С Толькой они были в очередном разбеге. Он так и не «зашился», продолжал пить и ставить ей синяки. За неделю до того, как Свете сообщили о страшном диагнозе, он, видимо не обнаружив в ее кошельке сколько-нибудь приличной его потребностям суммы, сначала угрюмо молчал целый вечер, а потом обложил экс-жену и ныне просто сожительницу трехэтажным матом за то, что та не научилась ни готовить, ни экономить, и опять ушел жить к родителям.
Дня через три после этого Свете стали звонить граждане, интересовавшиеся параметрами ее с дочками жилья. Она с ужасом поняла, что Толька решил на этот раз не возвращаться и подыскивает варианты размена их хорошей трехкомнатной квартиры, полученной ее, а отнюдь не его стараниями. Никогда на Свету не сваливалась такая куча личных, семейных и служебных проблем одновременно.
«Мне хочется заснуть и не проснуться», — говорила она подругам, и те, памятуя ее суицидальную попытку, жалели ее, советовали, приносили всякие юридические брошюрки, законы о семье и браке, убеждали, что никогда Толька ничего не отсудит, даже если у него достанет глупости судиться с ней за жилплощадь.
Решать все эти проблемы комплексно не было ни сил, ни возможностей.
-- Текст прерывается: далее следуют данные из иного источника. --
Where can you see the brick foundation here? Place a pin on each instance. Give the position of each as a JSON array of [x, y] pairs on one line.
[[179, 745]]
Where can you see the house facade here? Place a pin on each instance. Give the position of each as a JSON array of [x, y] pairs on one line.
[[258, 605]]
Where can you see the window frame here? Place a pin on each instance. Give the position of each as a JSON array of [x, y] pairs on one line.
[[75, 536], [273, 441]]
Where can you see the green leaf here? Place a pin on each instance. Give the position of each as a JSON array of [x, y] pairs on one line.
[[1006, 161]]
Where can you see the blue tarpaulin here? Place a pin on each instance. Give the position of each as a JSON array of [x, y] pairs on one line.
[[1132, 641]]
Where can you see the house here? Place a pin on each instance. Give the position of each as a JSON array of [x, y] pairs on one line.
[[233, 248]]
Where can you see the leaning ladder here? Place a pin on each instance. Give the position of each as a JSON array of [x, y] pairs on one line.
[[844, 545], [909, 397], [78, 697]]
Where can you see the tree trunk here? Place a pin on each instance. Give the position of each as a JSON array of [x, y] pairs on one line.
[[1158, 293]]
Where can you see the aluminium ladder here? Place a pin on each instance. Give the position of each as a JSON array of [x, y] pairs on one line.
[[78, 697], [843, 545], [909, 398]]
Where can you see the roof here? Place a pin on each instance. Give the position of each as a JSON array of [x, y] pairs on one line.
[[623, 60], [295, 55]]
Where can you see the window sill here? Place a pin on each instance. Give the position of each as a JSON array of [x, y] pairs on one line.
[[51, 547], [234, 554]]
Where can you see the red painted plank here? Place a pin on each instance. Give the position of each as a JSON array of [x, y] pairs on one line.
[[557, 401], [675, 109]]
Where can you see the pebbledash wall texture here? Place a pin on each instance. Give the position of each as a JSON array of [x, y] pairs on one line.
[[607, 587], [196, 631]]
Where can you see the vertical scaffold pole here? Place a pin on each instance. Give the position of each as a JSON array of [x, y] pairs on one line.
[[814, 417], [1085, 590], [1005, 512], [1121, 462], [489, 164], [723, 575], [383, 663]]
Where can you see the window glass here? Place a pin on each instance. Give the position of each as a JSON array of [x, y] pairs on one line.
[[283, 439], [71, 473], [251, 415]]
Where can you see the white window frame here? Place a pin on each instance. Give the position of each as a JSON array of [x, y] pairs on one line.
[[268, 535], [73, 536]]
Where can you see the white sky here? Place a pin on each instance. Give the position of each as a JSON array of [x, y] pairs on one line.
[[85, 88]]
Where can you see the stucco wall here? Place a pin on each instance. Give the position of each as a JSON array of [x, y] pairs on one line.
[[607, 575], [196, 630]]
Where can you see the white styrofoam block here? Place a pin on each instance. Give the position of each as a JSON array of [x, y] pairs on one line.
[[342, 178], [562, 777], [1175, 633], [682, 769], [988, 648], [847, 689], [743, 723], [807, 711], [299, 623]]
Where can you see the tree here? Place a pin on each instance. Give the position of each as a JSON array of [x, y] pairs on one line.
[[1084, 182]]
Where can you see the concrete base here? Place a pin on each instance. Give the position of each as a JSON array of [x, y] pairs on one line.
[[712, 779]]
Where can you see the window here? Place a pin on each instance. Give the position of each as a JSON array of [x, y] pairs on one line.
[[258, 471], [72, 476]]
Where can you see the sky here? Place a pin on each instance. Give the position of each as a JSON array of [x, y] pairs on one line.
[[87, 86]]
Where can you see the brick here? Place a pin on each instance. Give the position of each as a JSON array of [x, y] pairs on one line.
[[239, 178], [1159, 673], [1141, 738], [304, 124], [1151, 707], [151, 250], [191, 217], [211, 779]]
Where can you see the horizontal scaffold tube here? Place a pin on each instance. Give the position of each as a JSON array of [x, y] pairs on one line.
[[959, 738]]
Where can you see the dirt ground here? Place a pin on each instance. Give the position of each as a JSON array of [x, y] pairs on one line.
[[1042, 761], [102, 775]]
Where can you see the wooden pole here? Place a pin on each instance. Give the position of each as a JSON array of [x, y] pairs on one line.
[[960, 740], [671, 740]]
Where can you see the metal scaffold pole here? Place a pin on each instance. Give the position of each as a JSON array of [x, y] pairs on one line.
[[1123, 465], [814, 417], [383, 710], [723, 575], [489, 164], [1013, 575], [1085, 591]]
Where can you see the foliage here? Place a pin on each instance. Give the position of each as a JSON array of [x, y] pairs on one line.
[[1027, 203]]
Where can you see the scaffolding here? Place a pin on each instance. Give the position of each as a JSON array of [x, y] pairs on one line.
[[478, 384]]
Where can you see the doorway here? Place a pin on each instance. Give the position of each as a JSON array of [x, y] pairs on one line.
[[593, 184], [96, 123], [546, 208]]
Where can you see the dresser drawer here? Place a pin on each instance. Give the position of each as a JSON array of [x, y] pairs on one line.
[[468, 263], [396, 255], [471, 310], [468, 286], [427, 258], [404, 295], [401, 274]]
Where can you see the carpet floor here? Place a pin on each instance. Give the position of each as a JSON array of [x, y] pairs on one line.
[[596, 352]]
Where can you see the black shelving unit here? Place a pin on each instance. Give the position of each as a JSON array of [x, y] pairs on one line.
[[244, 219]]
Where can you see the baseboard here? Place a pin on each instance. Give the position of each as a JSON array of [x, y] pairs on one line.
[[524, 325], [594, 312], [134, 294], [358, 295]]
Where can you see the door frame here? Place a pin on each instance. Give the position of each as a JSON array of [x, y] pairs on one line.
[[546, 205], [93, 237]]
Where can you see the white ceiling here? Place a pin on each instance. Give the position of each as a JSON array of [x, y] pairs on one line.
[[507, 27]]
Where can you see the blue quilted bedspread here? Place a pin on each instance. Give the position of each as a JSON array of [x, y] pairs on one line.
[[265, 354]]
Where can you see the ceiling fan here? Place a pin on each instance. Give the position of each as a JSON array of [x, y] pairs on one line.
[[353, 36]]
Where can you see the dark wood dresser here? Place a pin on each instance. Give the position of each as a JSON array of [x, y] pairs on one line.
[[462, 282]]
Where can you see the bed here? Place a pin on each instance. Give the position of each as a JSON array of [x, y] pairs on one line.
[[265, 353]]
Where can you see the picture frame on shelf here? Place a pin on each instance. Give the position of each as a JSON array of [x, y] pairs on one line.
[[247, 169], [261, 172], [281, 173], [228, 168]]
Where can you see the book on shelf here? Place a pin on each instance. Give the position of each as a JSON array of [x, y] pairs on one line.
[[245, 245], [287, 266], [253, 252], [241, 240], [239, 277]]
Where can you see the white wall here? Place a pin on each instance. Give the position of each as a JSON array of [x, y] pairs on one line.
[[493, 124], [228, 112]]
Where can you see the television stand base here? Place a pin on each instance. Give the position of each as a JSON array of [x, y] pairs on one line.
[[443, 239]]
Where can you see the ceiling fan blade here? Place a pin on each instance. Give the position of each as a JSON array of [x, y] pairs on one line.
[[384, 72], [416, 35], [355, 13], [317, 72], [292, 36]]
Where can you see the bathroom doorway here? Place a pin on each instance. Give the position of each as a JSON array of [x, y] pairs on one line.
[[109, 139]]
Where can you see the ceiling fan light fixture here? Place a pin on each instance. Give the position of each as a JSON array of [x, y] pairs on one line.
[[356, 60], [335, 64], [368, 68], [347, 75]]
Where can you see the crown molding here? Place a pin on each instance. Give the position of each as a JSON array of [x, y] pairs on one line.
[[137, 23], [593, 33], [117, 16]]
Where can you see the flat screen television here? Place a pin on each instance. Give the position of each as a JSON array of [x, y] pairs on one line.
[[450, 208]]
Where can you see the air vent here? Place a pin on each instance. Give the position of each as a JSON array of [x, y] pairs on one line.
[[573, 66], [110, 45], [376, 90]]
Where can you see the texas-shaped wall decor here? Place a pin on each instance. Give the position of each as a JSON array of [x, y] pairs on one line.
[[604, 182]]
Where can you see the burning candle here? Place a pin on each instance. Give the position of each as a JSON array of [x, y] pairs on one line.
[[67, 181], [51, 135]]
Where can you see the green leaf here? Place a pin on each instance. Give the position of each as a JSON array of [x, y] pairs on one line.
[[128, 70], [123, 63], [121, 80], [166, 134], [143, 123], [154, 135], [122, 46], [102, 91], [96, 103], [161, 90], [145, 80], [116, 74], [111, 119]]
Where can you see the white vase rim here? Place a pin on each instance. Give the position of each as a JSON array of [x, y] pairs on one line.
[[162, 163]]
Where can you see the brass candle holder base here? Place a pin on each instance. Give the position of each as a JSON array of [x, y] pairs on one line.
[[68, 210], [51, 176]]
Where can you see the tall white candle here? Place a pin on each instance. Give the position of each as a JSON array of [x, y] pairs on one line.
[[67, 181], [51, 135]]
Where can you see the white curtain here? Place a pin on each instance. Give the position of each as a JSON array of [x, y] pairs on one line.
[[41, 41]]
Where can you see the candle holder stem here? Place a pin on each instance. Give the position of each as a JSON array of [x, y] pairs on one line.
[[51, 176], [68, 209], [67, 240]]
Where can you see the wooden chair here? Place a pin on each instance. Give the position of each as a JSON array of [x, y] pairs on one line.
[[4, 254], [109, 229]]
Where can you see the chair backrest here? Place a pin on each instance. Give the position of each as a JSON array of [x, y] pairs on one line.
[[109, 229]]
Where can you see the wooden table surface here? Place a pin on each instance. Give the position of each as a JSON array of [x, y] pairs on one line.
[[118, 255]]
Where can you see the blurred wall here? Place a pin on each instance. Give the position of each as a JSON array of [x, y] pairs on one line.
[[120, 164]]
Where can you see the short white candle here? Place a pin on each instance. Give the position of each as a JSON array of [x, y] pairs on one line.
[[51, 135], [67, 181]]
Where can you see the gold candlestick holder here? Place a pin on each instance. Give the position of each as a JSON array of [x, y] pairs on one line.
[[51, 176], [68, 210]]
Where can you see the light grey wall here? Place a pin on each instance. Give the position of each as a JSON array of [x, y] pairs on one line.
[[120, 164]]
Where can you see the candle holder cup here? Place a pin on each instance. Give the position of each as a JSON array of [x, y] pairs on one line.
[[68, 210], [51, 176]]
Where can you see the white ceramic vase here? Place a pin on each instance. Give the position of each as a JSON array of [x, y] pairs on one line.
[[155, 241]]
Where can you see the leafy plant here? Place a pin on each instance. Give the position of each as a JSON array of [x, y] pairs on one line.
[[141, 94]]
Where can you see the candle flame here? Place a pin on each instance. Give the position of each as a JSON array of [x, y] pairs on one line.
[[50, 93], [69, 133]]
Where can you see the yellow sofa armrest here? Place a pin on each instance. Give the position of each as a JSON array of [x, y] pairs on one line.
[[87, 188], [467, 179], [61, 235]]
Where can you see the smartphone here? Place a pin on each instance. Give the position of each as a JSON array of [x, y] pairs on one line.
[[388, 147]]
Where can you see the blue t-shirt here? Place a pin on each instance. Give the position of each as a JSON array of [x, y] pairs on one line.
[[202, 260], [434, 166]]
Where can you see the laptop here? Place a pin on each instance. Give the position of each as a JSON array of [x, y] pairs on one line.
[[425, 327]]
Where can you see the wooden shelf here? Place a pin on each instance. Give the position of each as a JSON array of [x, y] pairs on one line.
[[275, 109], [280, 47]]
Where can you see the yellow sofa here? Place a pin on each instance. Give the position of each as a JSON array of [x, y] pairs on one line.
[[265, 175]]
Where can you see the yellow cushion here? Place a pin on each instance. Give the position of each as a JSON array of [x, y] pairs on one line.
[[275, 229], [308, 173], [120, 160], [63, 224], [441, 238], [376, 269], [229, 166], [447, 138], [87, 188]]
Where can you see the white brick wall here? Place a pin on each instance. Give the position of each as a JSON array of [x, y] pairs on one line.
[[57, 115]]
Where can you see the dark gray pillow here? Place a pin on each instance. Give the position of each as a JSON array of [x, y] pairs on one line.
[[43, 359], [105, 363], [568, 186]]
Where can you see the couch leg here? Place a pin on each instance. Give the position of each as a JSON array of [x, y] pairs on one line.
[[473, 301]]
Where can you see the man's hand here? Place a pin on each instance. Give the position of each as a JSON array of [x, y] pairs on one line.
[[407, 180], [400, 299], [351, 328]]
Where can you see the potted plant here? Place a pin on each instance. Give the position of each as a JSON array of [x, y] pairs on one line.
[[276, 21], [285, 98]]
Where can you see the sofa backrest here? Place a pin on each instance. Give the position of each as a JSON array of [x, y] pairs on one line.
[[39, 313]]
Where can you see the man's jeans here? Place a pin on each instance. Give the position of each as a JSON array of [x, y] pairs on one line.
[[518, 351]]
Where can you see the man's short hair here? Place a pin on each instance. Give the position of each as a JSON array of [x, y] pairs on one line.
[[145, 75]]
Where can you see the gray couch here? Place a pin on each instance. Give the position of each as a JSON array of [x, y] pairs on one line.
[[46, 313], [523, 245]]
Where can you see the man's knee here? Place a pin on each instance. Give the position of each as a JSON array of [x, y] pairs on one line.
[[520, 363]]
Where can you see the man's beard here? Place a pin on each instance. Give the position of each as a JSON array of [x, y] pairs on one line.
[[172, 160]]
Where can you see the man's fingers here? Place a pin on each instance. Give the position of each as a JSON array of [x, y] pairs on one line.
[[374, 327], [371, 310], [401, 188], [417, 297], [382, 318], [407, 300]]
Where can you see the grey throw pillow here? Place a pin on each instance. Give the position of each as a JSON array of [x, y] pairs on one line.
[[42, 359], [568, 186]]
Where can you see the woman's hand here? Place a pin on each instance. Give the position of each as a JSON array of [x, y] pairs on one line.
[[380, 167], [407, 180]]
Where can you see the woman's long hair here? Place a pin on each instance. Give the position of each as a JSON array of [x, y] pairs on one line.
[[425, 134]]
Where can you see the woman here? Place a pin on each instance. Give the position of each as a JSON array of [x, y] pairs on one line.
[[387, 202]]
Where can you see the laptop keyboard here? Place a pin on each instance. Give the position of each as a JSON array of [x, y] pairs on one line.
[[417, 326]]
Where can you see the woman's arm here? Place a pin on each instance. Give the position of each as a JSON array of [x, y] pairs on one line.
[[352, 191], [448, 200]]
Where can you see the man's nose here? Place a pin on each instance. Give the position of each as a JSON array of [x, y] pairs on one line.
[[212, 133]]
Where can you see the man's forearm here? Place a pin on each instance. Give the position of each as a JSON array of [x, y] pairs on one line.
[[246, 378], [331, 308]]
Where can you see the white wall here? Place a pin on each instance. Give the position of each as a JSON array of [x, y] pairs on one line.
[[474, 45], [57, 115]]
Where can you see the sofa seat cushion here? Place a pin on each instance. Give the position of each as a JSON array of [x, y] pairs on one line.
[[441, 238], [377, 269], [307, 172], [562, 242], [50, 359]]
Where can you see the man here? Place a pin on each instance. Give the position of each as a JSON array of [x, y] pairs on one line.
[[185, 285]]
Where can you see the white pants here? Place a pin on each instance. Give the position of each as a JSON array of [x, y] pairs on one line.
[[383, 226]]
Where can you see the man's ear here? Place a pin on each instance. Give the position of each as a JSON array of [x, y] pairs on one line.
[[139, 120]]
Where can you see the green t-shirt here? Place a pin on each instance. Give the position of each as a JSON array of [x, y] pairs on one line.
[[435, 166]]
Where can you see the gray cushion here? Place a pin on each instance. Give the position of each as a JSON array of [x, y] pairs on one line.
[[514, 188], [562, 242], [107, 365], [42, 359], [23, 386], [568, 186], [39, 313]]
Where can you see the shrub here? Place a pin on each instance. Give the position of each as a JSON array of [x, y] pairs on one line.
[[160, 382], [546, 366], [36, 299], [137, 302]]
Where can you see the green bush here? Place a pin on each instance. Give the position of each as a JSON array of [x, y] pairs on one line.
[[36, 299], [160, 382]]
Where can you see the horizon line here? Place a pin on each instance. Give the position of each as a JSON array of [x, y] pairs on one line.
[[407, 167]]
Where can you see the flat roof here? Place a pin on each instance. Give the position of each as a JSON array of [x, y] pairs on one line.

Свете пришлось взять отпуск по уходу за матерью, а дочек подбросить на лето тетке, младшей материной сестре, которая была старше Светы всего на восемь лет и тоже сильно грешила по алкогольной части.
Выйдя из отпуска по уходу за прооперированной матерью, Света пошла знакомиться с «дамой в белых перчатках», как называли на фирме новую переводчицу. Алексашин уже побеседовал с ней на предмет перехода в новый отдел и получил прохладное согласие. Эта дама уже высказывала ему свое недовольство по поводу соотношения между объемом работы и суммой зарплаты и дополнительным хлопотам радоваться отнюдь не торопилась.